As Prepared for Delivery
I'm pleased to have the opportunity to fill in for Senator Sanders in his role today. I assume it comes with 8.8 million twitter followers and a cameo on Saturday Night Live.

This afternoon, this committee will have an important debate about fixing the federal budget. It's a challenge that requires both sides to bring good ideas forward. I take a backseat to nobody with respect to working in this room to find bipartisan solutions on big issues. I worked for years with Judd Gregg on tax reform. I worked on comprehensive health reform with a number of Republicans who are still members of the committee. It was about putting together bills that gave everybody in America a chance to get ahead.

But Senator Sanders and I very much agree that that's not what's on offer today. We are strongly opposed to the proposal before the committee because of a key provision that puts budget reconciliation on steroids.

Those outside this room may not know exactly how reconciliation works, but a lot of people know how it's been abused in recent years. The Trump tax law's handouts to corporations and billionaires. Multiple attempts to repeal the Affordable Care Act. The Republican majority has used reconciliation as a fast-track process to shun bipartisanship, cut off debate on unpopular bills and jam them through the Senate.

Why this committee should supercharge that process I do not know. Under this proposal, reconciliation would no longer be optional. You'd have mandatory budget cuts triggered by a system that a majority party could easily manipulate.

There are two painful outcomes that would be virtually inevitable. First, let's talk about health care. This could pave the way for Medicare to be slashed, for Medicaid to be block granted and for the Affordable Care Act to be gutted once and for all.

This isn't some wild hypothetical idea out of left field. Republicans attempted to repeal the ACA and slash and block grant Medicaid through reconciliation just two years ago. Dismantling Medicare has been a right-wing dream since 1965.

I don't think this committee ought to make that any easier. It certainly shouldn't happen on a secretive, fast-track process.

But this is not just a threat to health care. It's a danger to people's jobs -- and the resilience of our economy as a whole, too. That's because this proposal would likely trigger automatic cuts at the absolute worst time -- in the middle of recessions, when unemployment is growing and federal revenues drop.

That's when programs like unemployment insurance kick in. They're designed to send a jolt of stabilizing energy into the economy like paddles on a patient in cardiac arrest. It's also precisely when people are counting on Medicaid, Medicare and the Affordable Care Act to get the health care they need, as well as other programs that form the safety net.

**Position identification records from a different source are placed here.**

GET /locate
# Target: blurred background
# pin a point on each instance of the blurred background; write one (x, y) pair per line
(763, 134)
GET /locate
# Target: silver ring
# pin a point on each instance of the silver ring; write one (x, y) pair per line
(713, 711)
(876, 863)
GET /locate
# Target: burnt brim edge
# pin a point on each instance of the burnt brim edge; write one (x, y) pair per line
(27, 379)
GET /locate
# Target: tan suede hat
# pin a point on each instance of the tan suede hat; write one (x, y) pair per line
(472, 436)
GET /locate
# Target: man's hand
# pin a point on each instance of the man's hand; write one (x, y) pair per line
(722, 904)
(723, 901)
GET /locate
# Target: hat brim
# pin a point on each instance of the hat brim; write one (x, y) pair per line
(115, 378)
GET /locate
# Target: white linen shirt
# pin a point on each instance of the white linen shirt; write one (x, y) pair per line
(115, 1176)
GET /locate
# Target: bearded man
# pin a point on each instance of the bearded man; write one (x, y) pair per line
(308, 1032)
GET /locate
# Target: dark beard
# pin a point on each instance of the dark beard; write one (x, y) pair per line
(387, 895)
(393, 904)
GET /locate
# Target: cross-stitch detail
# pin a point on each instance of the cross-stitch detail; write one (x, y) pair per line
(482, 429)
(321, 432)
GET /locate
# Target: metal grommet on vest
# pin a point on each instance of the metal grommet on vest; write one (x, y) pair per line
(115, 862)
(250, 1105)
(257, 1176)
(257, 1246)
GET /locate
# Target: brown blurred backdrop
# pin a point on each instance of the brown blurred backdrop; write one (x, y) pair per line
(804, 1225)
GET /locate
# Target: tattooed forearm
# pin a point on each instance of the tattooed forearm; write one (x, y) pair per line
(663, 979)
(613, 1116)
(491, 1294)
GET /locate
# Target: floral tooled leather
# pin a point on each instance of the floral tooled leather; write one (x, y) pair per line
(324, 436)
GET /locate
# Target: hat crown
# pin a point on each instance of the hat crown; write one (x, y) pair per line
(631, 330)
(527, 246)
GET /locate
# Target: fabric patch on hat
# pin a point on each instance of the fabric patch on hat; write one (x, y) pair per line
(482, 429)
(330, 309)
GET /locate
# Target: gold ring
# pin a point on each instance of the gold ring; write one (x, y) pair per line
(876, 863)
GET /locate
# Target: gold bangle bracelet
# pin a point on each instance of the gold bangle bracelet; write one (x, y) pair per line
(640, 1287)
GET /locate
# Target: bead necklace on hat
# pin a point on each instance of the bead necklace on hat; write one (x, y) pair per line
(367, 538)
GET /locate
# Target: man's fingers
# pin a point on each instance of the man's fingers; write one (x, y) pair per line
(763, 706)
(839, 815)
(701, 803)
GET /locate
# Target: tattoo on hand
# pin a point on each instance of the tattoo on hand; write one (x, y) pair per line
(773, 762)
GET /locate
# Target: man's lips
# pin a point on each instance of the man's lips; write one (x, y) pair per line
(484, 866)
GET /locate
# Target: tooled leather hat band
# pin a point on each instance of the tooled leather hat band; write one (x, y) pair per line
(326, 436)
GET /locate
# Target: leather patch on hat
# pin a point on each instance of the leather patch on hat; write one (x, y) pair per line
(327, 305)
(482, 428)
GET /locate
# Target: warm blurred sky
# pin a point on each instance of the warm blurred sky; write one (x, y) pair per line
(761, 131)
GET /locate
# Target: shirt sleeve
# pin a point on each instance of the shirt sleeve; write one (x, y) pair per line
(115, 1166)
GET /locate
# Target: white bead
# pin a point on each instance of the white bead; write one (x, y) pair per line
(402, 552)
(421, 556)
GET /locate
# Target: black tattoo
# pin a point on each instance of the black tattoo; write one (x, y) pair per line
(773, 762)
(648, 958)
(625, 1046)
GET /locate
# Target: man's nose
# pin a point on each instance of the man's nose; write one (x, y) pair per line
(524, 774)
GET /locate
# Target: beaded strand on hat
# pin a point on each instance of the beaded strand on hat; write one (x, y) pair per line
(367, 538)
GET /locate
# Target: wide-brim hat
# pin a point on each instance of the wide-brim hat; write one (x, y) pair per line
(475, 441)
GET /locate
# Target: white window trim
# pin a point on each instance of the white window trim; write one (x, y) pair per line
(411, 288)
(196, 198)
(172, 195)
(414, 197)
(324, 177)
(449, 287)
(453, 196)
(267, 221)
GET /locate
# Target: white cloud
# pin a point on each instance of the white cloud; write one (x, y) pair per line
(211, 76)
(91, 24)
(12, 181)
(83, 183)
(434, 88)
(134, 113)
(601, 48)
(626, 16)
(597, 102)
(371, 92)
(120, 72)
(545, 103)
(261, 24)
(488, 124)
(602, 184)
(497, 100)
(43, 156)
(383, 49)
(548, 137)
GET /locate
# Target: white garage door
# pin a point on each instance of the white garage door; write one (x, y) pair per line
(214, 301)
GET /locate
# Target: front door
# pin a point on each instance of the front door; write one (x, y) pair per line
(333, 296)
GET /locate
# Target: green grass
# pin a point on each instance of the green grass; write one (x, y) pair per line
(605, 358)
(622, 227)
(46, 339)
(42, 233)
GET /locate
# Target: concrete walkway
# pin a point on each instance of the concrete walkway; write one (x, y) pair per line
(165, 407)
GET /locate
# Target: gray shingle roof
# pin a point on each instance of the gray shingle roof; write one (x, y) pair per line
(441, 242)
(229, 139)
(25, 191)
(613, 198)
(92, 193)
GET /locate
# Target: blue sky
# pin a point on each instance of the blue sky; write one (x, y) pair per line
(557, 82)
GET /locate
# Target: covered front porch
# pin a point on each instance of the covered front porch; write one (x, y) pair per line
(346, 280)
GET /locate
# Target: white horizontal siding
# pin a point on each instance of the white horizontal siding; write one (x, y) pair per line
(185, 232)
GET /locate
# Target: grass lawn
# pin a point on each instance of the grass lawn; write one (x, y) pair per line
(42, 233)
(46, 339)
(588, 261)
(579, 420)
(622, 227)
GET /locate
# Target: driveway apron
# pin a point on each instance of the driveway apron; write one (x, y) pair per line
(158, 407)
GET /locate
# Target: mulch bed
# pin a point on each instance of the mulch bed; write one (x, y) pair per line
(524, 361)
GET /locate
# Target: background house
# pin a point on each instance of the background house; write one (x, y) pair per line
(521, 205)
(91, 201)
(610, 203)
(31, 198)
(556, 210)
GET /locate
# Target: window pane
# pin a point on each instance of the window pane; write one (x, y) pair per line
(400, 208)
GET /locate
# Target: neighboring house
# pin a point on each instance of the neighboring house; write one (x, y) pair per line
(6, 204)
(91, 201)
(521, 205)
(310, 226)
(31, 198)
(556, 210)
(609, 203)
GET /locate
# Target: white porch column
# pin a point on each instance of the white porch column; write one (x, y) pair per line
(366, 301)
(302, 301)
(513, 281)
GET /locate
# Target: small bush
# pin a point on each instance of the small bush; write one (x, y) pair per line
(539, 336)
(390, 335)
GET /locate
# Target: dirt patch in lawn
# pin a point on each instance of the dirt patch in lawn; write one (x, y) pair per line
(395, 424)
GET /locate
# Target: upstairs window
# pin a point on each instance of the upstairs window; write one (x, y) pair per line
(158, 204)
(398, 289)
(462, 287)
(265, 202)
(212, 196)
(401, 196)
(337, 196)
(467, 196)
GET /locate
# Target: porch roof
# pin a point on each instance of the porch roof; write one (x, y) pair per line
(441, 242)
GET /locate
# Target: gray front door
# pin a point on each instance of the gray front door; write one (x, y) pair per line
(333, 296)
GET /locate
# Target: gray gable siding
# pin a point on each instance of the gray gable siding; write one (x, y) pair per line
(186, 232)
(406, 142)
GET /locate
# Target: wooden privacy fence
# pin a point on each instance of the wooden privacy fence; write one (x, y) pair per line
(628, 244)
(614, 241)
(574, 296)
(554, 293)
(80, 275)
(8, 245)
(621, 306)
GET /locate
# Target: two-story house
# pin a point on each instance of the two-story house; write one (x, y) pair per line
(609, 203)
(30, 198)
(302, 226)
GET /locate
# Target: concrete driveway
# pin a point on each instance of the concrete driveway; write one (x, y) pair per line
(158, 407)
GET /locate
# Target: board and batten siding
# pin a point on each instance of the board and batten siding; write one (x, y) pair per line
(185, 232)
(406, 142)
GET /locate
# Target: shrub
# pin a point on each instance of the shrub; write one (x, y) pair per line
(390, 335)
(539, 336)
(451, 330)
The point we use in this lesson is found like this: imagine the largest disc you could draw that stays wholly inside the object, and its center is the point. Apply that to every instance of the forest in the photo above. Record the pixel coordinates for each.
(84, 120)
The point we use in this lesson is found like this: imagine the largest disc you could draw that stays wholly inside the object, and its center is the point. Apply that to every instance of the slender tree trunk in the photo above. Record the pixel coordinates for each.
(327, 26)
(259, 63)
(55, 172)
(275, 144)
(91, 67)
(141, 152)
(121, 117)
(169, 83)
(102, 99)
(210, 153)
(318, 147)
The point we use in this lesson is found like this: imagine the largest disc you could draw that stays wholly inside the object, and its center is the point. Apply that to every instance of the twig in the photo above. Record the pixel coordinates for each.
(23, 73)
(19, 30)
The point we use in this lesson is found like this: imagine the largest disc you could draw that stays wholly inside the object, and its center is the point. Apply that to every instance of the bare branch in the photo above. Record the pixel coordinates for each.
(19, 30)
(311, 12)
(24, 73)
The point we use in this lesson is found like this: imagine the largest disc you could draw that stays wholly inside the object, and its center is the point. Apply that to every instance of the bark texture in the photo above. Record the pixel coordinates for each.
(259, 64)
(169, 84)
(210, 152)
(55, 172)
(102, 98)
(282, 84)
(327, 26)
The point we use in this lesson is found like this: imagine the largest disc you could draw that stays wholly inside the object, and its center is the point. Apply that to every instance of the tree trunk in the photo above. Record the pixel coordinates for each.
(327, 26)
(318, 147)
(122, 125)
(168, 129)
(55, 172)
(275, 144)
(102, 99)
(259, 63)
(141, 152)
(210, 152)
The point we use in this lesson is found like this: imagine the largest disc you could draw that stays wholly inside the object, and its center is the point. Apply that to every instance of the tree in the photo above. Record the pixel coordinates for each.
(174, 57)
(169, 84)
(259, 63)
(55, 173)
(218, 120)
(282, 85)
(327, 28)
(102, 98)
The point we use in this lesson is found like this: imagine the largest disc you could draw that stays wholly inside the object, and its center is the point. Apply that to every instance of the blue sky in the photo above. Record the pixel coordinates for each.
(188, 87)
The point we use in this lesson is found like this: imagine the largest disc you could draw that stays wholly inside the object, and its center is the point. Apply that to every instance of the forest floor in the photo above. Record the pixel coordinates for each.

If the Congress goes slashing federal programs that support vulnerable people right when the economy goes south, that's a surefire way to turn recessions into depressions.

As the ranking Democrat on the Senate Finance Committee, I'm also opposed to the way this proposal tramples all over committee jurisdictions. It is not the role of the Budget Committee to take a chainsaw to the programs other committees oversee, but that's among the outcomes you'd have under this plan.

I'll say this -- I agree with both sides on the basic principle that the budgetary system in Congress is rotten. There are provisions in this bill I can get behind, such as the provision that would end the debt limit panics that Congress inflicts on our economy. But the Senate is not going to fix the broken budget system by doubling down on its most destructive, partisan component and supercharging reconciliation.

And I want to reiterate this one important point. If this proposal were to become law, years from now historians will look back and say today was the beginning of the end for Medicare.

Today I'll be offering an amendment to strike the special reconciliation provision from the bill. I urge my colleagues to support my amendment.